Speaking of good nutrition, my oncologist has encouraged me to avoid taking vitamin and mineral supplements during chemotherapy, while my naturopath has encouraged me to continue, even increase, my supplementation. The oncologist's rationale is that there is no empirical evidence that antioxidant supplementation can help someone on chemotherapy, while there is a theoretical contraindication between the two. Many chemotherapy drugs, including some that I am on, are oxidants (they are free radicals, which attack cancer cells). Antioxidants, like vitamins A, C, E, zinc, or selenium (all of which I take) attack free radicals. In most people this is a good thing, but it could reduce the effectiveness of chemotherapy. The naturopath's rationale is that there are reports in peer-reviewed publications indicating that antioxidant supplementation during chemotherapy is beneficial. To wit, I found this article, about a meta-analysis which showed that antioxidant supplementation during chemo can decrease negative side effects, increasing the likelihood that the patient will complete the treatment, thereby increasing their chances of survival. Considering that I am aggressively supplementing with antioxidants outside of the active phase of chemo, and that I am tolerating the side effects quite well, I am perhaps the poster-boy for antioxidant supplementation during chemotherapy.
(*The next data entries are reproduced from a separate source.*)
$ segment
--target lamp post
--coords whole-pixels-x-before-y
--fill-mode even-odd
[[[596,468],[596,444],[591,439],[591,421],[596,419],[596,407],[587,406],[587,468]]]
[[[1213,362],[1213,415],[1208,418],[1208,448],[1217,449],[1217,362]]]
So, Doc Bob's prescription for everyone is: Eat healthy, sleep well, and exercise. Imagine what would happen to our health care system, or our society, if everyone did just this?
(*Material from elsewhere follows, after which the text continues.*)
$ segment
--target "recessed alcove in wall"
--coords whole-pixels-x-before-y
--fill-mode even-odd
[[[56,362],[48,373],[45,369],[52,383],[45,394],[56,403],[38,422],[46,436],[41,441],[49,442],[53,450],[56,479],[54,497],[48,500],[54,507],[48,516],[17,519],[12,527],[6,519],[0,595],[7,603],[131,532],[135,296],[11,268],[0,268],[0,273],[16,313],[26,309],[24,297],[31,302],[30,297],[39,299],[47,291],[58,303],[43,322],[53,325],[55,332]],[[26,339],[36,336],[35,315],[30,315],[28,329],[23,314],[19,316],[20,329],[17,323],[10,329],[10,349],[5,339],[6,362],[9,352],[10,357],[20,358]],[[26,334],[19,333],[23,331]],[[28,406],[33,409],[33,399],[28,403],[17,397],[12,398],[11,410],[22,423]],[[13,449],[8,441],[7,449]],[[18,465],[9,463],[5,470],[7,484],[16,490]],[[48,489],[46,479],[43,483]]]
Watching CNN today, I saw a clip that said, "85% of women would chose to live 10 years less if they could do it at their ideal body weight!" Here's an idea, how about eat healthy, sleep well, and exercise? You'll be at your ideal weight and you'll probably live 10 years longer! It's true what they say: "People will do anything to be thin, except eat well and exercise."
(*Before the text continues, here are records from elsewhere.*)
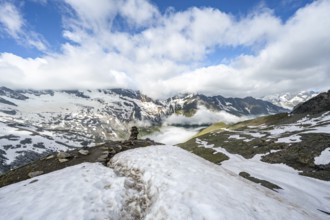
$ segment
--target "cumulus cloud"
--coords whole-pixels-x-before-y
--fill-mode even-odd
[[[158,143],[163,144],[179,144],[189,140],[192,136],[198,133],[199,128],[183,128],[183,127],[174,127],[174,126],[163,126],[160,128],[159,132],[154,132],[151,135],[147,135],[143,138],[150,138]]]
[[[200,107],[192,117],[186,117],[184,115],[171,115],[165,120],[165,124],[209,125],[213,124],[215,121],[235,123],[247,119],[247,117],[238,117],[225,111],[213,112],[205,107]]]
[[[0,1],[0,34],[1,32],[8,34],[21,45],[40,51],[47,49],[42,36],[27,28],[19,9],[12,3],[3,1]]]
[[[262,96],[330,85],[328,0],[299,9],[286,22],[265,7],[234,17],[196,7],[162,14],[146,0],[65,0],[64,6],[61,52],[34,59],[1,54],[0,70],[12,76],[1,74],[1,84],[123,87],[155,98],[182,92]],[[18,11],[12,14],[0,22],[20,35],[25,21]],[[29,44],[44,45],[38,37]],[[248,50],[207,62],[222,49],[240,47]]]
For me, a healthy lifestyle has been a work in progress over the last two years (predating my cancer diagnosis). It's not easy. I have to choose each day to pursue health. The best advice I can give is take single steps. Don't try to change everything all at once. Change one thing. Do that one thing (whether that is cutting out sugar, or ignoring fad-diets, or walking to work) until it is a habit, then decide what the next step will be. You won't, "lose 20 lbs. in 20 days!" but a year from now you will be a new person. Every person reading this has the power to take the first step, and the next step, too!